I chose not to watch election night on TV. Instead, I Googled updates by periodically refreshing my browser. During the early morning hours it was clear that — barring a miracle — Hillary was going to be defeated. I decided to go to bed, but couldn't fall asleep. Just as I was attempting to calm down, I heard my phone silently buzz and three consecutive gun shots outside. So I decided to check my phone, and sure enough my worst nightmare came true: Trump had won the election. Obviously, someone was celebrating outside, but knowing Trump's stand on guns the shots that rang out, to me, were laced with terror.

After a restless sleep, I was awoken not to my phone alarm but an out of state phone call from my son calling. I could barely understand what he was saying. He wasn't crying. He was weeping loudly.

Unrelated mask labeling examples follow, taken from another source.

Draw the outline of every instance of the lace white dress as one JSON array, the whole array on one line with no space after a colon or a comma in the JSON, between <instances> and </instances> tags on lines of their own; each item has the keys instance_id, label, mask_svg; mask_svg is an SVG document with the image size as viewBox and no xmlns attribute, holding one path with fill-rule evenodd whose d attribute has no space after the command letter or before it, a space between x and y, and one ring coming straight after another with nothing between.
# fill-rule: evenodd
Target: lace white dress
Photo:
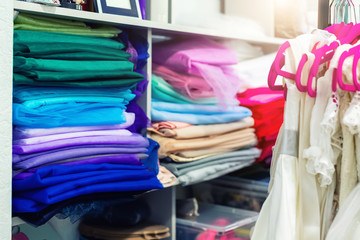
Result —
<instances>
[{"instance_id":1,"label":"lace white dress","mask_svg":"<svg viewBox=\"0 0 360 240\"><path fill-rule=\"evenodd\" d=\"M312 41L314 35L311 34L290 41L285 70L296 71L302 53L310 52ZM320 239L316 181L306 171L305 161L300 159L303 148L309 146L307 122L314 99L300 93L293 81L285 79L285 83L288 88L287 101L284 123L278 137L282 141L277 141L275 146L273 157L278 157L272 163L270 192L255 225L252 240ZM302 115L302 111L306 113Z\"/></svg>"}]
</instances>

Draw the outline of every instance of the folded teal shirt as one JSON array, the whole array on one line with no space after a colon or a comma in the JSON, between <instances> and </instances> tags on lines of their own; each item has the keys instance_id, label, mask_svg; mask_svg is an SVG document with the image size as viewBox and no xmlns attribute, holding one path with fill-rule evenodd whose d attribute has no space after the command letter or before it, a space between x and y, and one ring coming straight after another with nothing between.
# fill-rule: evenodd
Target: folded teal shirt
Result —
<instances>
[{"instance_id":1,"label":"folded teal shirt","mask_svg":"<svg viewBox=\"0 0 360 240\"><path fill-rule=\"evenodd\" d=\"M88 36L79 36L73 34L63 34L63 33L51 33L51 32L39 32L39 31L19 31L14 30L14 47L16 48L17 44L29 44L29 43L41 43L43 46L42 51L55 51L62 52L62 50L57 50L53 47L53 44L63 44L64 49L70 48L75 49L75 47L80 48L83 46L92 46L100 48L108 48L113 50L121 50L125 48L125 45L122 42L115 41L108 38L99 38L99 37L88 37ZM40 50L40 49L39 49Z\"/></svg>"},{"instance_id":2,"label":"folded teal shirt","mask_svg":"<svg viewBox=\"0 0 360 240\"><path fill-rule=\"evenodd\" d=\"M126 122L125 104L74 103L28 108L13 103L13 124L30 128L112 125Z\"/></svg>"},{"instance_id":3,"label":"folded teal shirt","mask_svg":"<svg viewBox=\"0 0 360 240\"><path fill-rule=\"evenodd\" d=\"M136 87L114 87L114 88L67 88L67 87L36 87L36 86L15 86L13 96L15 102L29 100L55 98L55 97L117 97L132 100L135 95L132 89Z\"/></svg>"},{"instance_id":4,"label":"folded teal shirt","mask_svg":"<svg viewBox=\"0 0 360 240\"><path fill-rule=\"evenodd\" d=\"M97 72L97 71L132 71L134 64L130 61L71 61L57 59L36 59L20 56L14 57L14 72L36 73L51 71L61 72Z\"/></svg>"},{"instance_id":5,"label":"folded teal shirt","mask_svg":"<svg viewBox=\"0 0 360 240\"><path fill-rule=\"evenodd\" d=\"M97 77L100 75L101 77ZM106 74L96 73L93 78L87 78L87 81L84 79L77 79L74 80L71 78L71 73L68 74L68 78L65 81L52 81L56 76L49 77L50 79L45 81L37 81L30 77L26 77L22 74L14 73L13 81L14 85L30 85L30 86L59 86L59 87L89 87L89 88L96 88L96 87L122 87L122 86L132 86L134 83L138 83L144 79L144 76L137 72L125 72L121 76L117 76L118 78L102 78ZM114 75L109 73L107 75ZM81 76L77 76L78 78ZM112 77L112 76L111 76ZM64 76L63 76L64 78ZM71 81L69 81L71 80Z\"/></svg>"},{"instance_id":6,"label":"folded teal shirt","mask_svg":"<svg viewBox=\"0 0 360 240\"><path fill-rule=\"evenodd\" d=\"M107 38L14 31L15 56L63 60L128 60L131 54L125 52L124 48L122 42Z\"/></svg>"}]
</instances>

And here's the thing ... we're white. White people who are privileged. What a disgusting legacy. But this is the very thing that is a direct reflection of Trump's voter turnout.

My son's cry didn't represent privilege. It represented how he felt — that all the high moral values he holds near and dear to his heart about the human race and the environment were suddenly going down the toilet.

There are many white people who absolutely hate that they've been lumped into this privileged category, our family being one of them. After many tears, sleepless nights, feeling sick to the stomach, I've made the decision to use my so called "white privilege" and turn it around for good. Urging other whites to do the same, I believe we have an opportunity to stand up to hate crimes and groups.